Aduz ainda, que o fechamento da Loja de Atendimentos Pessoal ao Consumidor desta Cidade, com a demissão dos respectivos funcionários, sob a alegação de "modernidade de atendimento" e "corte de despesas" feriu o disposto na Resolução nº 30 de 29/06/98 que Aprova o Plano Geral de Metas de Qualidade para o Serviço Telefônico Fixo Comutado e na Resolução nº 85 de 31/12/98 que Aprova o Regulamento do Serviço Telefônico Fixo Comutado da Agência Nacional de Telecomunicações – ANATEL, que determina o atendimento pessoal, interativo, diuturno e gratuito aos milhares de consumidores/usuários.

          Requer, em tutela antecipada, seja determinado a reabertura da loja de atendimento interativo e personalizado do usuário/consumidor em Cáceres, recolocando-se ali todos os funcionários que realizavam referido atendimento.

          Com a inicial, vieram os documentos e fotografias de fls. 23/89.

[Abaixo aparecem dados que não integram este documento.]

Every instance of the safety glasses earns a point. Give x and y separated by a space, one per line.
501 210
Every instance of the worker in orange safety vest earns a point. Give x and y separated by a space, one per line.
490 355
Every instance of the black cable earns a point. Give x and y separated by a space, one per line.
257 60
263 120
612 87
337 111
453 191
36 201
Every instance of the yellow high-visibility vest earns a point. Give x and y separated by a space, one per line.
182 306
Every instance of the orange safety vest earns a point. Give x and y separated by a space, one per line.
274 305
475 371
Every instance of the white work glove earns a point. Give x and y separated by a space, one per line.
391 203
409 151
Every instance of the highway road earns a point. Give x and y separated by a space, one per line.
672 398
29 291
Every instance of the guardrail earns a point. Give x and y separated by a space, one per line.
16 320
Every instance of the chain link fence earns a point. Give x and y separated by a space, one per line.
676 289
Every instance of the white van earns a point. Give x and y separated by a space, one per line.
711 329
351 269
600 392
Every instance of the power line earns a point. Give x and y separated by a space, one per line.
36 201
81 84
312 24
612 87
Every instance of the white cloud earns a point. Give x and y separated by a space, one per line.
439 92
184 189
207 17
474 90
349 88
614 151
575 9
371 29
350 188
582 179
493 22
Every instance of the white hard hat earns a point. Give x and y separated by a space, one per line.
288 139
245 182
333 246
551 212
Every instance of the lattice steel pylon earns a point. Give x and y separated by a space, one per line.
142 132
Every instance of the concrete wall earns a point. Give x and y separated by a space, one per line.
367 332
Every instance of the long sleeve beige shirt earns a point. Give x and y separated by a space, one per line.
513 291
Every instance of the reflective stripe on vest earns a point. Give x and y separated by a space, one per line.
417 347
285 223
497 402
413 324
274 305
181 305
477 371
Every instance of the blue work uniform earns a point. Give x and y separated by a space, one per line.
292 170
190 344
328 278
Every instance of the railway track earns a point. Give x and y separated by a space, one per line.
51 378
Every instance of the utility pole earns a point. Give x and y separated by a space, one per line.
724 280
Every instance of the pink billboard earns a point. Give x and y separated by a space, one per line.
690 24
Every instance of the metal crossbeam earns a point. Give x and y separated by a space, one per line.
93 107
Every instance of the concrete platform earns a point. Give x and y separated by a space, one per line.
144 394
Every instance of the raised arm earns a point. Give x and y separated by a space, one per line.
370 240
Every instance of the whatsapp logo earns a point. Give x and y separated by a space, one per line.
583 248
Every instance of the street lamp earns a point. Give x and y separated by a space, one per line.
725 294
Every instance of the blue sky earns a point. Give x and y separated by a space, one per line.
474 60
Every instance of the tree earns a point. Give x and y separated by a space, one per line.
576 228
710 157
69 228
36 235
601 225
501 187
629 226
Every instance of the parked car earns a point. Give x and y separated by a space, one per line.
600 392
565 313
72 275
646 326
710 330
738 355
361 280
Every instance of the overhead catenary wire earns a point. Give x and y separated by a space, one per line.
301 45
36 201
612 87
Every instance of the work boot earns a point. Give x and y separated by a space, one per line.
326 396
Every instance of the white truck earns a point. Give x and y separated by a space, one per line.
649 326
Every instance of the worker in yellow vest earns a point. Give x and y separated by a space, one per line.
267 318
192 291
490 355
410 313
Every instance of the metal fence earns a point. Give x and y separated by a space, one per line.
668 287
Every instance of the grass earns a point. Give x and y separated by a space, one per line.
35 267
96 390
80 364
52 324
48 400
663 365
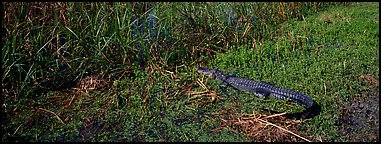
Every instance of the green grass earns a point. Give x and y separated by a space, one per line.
112 77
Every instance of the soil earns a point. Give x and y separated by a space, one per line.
360 117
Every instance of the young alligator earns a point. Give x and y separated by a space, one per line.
260 89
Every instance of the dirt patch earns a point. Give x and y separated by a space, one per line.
265 128
360 117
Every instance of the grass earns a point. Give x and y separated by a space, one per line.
126 71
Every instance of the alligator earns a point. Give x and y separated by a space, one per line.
260 89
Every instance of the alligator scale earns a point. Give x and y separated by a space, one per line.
260 89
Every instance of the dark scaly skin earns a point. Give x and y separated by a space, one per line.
260 89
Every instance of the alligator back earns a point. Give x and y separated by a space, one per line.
264 88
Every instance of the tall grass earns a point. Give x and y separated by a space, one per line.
52 45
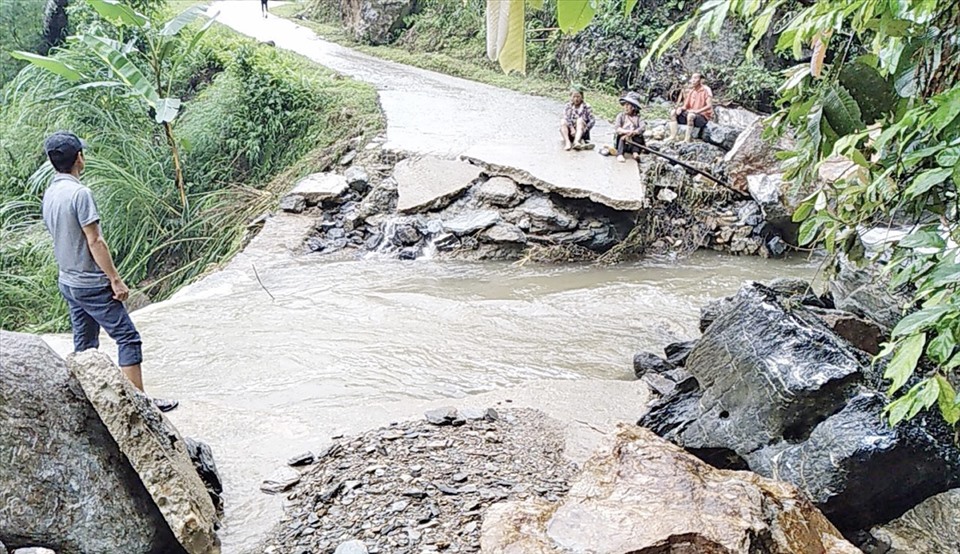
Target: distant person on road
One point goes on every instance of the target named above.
(576, 122)
(628, 128)
(694, 108)
(88, 279)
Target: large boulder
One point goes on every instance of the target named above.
(865, 292)
(375, 21)
(64, 482)
(641, 494)
(781, 394)
(932, 527)
(751, 155)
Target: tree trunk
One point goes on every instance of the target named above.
(54, 25)
(177, 168)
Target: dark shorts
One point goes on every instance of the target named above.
(573, 134)
(698, 120)
(93, 308)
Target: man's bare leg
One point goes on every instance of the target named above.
(133, 373)
(565, 133)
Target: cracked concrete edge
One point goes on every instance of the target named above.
(523, 177)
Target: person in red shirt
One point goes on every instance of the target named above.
(694, 108)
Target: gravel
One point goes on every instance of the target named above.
(418, 487)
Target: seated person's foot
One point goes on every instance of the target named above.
(165, 405)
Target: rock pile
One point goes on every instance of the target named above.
(453, 209)
(643, 494)
(770, 387)
(421, 486)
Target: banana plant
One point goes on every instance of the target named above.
(147, 75)
(506, 40)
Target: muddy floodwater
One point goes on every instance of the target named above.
(343, 346)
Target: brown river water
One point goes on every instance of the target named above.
(348, 345)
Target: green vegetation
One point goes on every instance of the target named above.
(881, 91)
(448, 37)
(252, 120)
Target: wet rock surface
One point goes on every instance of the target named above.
(932, 527)
(775, 390)
(154, 448)
(642, 494)
(420, 486)
(67, 489)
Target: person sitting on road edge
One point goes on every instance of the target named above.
(577, 121)
(694, 108)
(628, 128)
(88, 280)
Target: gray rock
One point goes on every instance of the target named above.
(202, 456)
(797, 290)
(66, 495)
(866, 294)
(499, 191)
(281, 480)
(320, 187)
(406, 235)
(932, 527)
(293, 203)
(544, 216)
(688, 507)
(504, 232)
(678, 352)
(720, 135)
(351, 547)
(738, 118)
(645, 362)
(374, 21)
(302, 459)
(441, 416)
(860, 332)
(431, 183)
(782, 395)
(381, 200)
(154, 448)
(752, 155)
(446, 241)
(470, 222)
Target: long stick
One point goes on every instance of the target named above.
(685, 165)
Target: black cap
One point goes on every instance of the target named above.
(62, 148)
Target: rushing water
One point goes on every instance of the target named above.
(351, 344)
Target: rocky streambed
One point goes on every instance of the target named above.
(409, 206)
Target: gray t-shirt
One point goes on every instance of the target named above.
(68, 206)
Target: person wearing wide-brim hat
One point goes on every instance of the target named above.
(628, 127)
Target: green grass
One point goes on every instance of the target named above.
(463, 62)
(255, 119)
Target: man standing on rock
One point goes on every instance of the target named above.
(694, 109)
(89, 280)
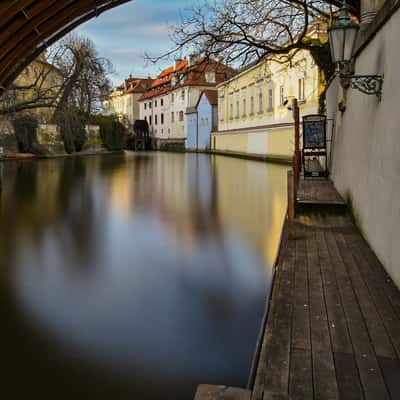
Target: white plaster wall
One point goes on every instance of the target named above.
(366, 154)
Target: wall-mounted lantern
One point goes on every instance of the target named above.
(342, 38)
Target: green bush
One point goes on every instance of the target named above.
(73, 131)
(25, 127)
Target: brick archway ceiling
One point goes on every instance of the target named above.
(28, 27)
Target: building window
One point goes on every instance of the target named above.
(270, 100)
(210, 77)
(222, 108)
(281, 95)
(301, 89)
(260, 102)
(252, 105)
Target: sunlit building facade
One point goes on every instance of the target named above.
(175, 90)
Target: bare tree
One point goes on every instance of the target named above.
(73, 75)
(241, 31)
(86, 75)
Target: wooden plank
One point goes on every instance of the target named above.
(301, 314)
(301, 384)
(375, 280)
(347, 377)
(279, 339)
(377, 332)
(371, 377)
(324, 377)
(391, 372)
(337, 322)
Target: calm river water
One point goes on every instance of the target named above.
(134, 276)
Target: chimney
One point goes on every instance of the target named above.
(177, 61)
(191, 59)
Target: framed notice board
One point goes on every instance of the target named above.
(314, 146)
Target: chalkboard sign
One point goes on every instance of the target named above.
(314, 131)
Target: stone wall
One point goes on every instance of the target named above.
(366, 147)
(7, 137)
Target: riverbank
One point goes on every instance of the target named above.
(333, 328)
(333, 318)
(29, 156)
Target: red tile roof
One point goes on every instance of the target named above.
(212, 96)
(135, 85)
(194, 75)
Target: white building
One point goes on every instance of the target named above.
(176, 89)
(123, 100)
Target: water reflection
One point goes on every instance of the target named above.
(135, 275)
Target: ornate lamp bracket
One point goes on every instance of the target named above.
(367, 84)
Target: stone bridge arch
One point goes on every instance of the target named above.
(28, 27)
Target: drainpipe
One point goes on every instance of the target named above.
(197, 130)
(368, 11)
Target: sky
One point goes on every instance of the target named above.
(125, 33)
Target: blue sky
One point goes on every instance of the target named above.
(125, 33)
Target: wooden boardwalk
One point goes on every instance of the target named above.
(333, 328)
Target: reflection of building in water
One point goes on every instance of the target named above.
(261, 187)
(180, 190)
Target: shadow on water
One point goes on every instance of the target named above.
(134, 276)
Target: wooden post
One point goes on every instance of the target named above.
(297, 155)
(291, 204)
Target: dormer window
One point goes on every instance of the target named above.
(210, 77)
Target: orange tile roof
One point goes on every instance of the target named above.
(194, 75)
(212, 96)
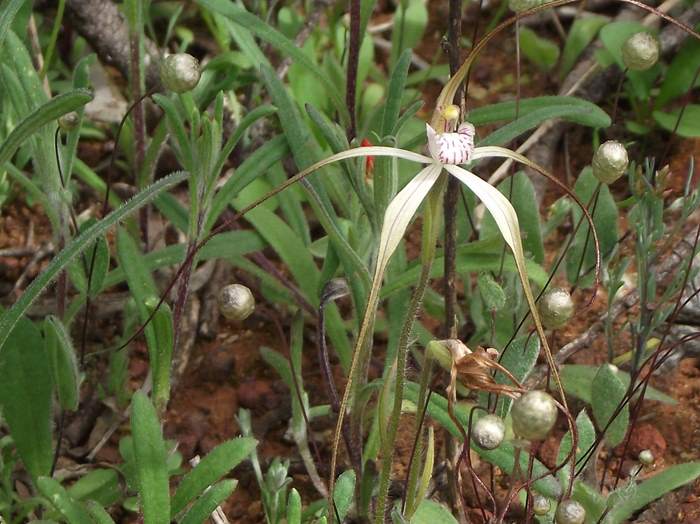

          É o breve relatório.


          DECIDO.

          A presente Ação Civil Pública tem por objetivo a reabertura da agência de atendimento aos usuários/consumidores desta Cidade, localizada na Rua Costa Marques s/n, que fora fechada em data de 19/05/2000, pelas requeridas, sob a alegação de "modernidade de atendimento", transferindo tais serviços para os chamados "atendimentos eletrônicos", cujas centrais encontram-se localizadas fora deste Estado.

          A tutela antecipada é um instituto novo no Direito, que trata-se da prestação jurisdicional cognitiva, de natureza emergencial, executiva e sumária. E como por ela se busca desde logo os efeitos de uma futura sentença de mérito, sua natureza jurídica só pode ser de execução lato sensu da pretensão deduzida em Juízo (caráter condenatório). É tutela satisfativa, pois obtém-se, desde logo, aquilo que somente se conseguiria com o trânsito em julgado da sentença definitiva, a qual deverá, ao final, ratificar a tutela antecipada.

          É quase unânime, na doutrina, o entendimento no sentido de que a antecipação de tutela, prevista nos artigos 273 e 461 do CPC, não tem natureza de medidas cautelares. São satisfativas. Não protegem simplesmente o processo, como as cautelares, mas antecipam o próprio direito objeto do pedido. "Não se trata de obter medida que impeça o perecimento do direito, ou que assegure ao titular a possibilidade de exercê-lo no futuro", como analisa CÂNDIDO RANGEL DINAMARCO. "A medida antecipatória conceder-lhe-á o exercício do próprio direito afirmado pelo autor". Ou como sustenta MARINONI, A sentença cautelar, realmente, não pode antecipar os efeitos próprios da sentença do processo principal. Deveras, como escreveu DONALDO ARMELIN, uma das formas de distorção do uso da tutela cautelar, "verifica-se sempre que se dá ao resultado de uma prestação de tutela jurisdicional cautelar uma satisfatividade que não pode ter".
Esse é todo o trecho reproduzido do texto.